L’employee advocacy s’impose donc comme un moyen parmi tant d’autres de développer son propre réseau, et de renforcer sa communauté pour être par exemple plus puissant face aux GAFA. Car avec des plateformes de plus en plus incontournables et aux règles de fonctionnement de plus en plus opaques et changeantes, une forme de confrontation s’installe. « Les marques ne veulent plus être totalement dépendantes et ne pas se retrouver coincées par les changements d’algorithmes. C’est difficile de rivaliser en termes de puissance, mais il y a un vrai jeu du chat et de la souris qui se met en place entre les marques et les plateformes », analyse Julien Marcaut (Engie).

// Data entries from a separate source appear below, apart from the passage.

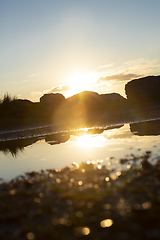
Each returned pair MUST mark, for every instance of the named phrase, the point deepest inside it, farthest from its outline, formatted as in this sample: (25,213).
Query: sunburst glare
(80,82)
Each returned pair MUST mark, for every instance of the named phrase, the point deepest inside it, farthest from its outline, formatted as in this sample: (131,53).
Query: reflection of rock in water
(146,128)
(57,138)
(16,146)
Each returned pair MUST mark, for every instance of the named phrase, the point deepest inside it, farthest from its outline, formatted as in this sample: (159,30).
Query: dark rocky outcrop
(143,90)
(89,104)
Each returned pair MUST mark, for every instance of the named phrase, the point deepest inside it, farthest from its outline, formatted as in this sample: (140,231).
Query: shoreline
(83,201)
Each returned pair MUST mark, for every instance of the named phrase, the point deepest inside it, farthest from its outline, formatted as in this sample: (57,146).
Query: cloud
(105,66)
(34,75)
(60,88)
(119,77)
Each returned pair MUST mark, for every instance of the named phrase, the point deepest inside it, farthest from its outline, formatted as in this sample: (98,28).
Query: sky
(68,46)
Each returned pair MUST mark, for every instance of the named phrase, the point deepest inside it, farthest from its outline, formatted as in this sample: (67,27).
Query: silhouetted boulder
(89,104)
(52,98)
(143,90)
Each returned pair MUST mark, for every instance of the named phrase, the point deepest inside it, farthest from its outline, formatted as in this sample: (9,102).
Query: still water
(105,146)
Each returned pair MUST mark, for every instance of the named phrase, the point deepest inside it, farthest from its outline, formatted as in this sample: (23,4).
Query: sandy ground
(83,202)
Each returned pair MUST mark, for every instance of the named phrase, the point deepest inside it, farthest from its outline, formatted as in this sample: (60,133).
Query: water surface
(103,145)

Dans ce rapport de force où une approche qualitative semble retrouver son efficacité, Marie Dollé (Experte en Digital) observe une certaine forme de rationalisation des usages et de distanciation des plateformes : « Il y avait une promesse des réseaux sociaux de permettre aux marques de devenir des médias délinéarisés, en étant en contact permanent avec son audience, always on. Mais aujourd’hui, on se rend compte qu’au contraire, rationaliser les usages peut être une solution à la baisse de reach, en installant par exemple des rendez-vous avec ses audiences. » Dans cette même logique, elle observe un retour au blog, au site et aux plateformes hébergées par les marques, là où des médias comme MinuteBuzz s’étaient lancés uniquement sur les réseaux sociaux il y a trois ou quatre ans. « On parlait alors beaucoup de distributed media ou distributed content », rappelle Marie Dollé. « Il y avait un effet d’annonces de médias qui disaient exister à 100% sur les réseaux sociaux et ne plus avoir besoin de site. Au final, ces médias rouvrent des sites aujourd’hui (MinuteBuzz devient Vertical Station). Ils ont voulu investir les plateformes à fond, puis quand le reach a baissé ils ne savaient plus quoi faire car ils ne pouvaient pas les quitter non plus. Aujourd’hui avec cette rationalisation, on entre plus dans une logique de all media : quoi que je fasse sur n’importe quelle plateforme, ça a un impact sur les autres plateformes, » développe-t-elle.

Cette ère du all media impose désormais une forme de cohérence, dans un contexte où la porosité entre les communications internes, externes, corporate et digitales est de plus en plus prononcée. Peu importe les points de contacts, la variété des formats et les publics ciblés, la marque doit afficher un message cohérent de bout en bout de la chaîne. Cette exigence devient le cœur du travail de communication.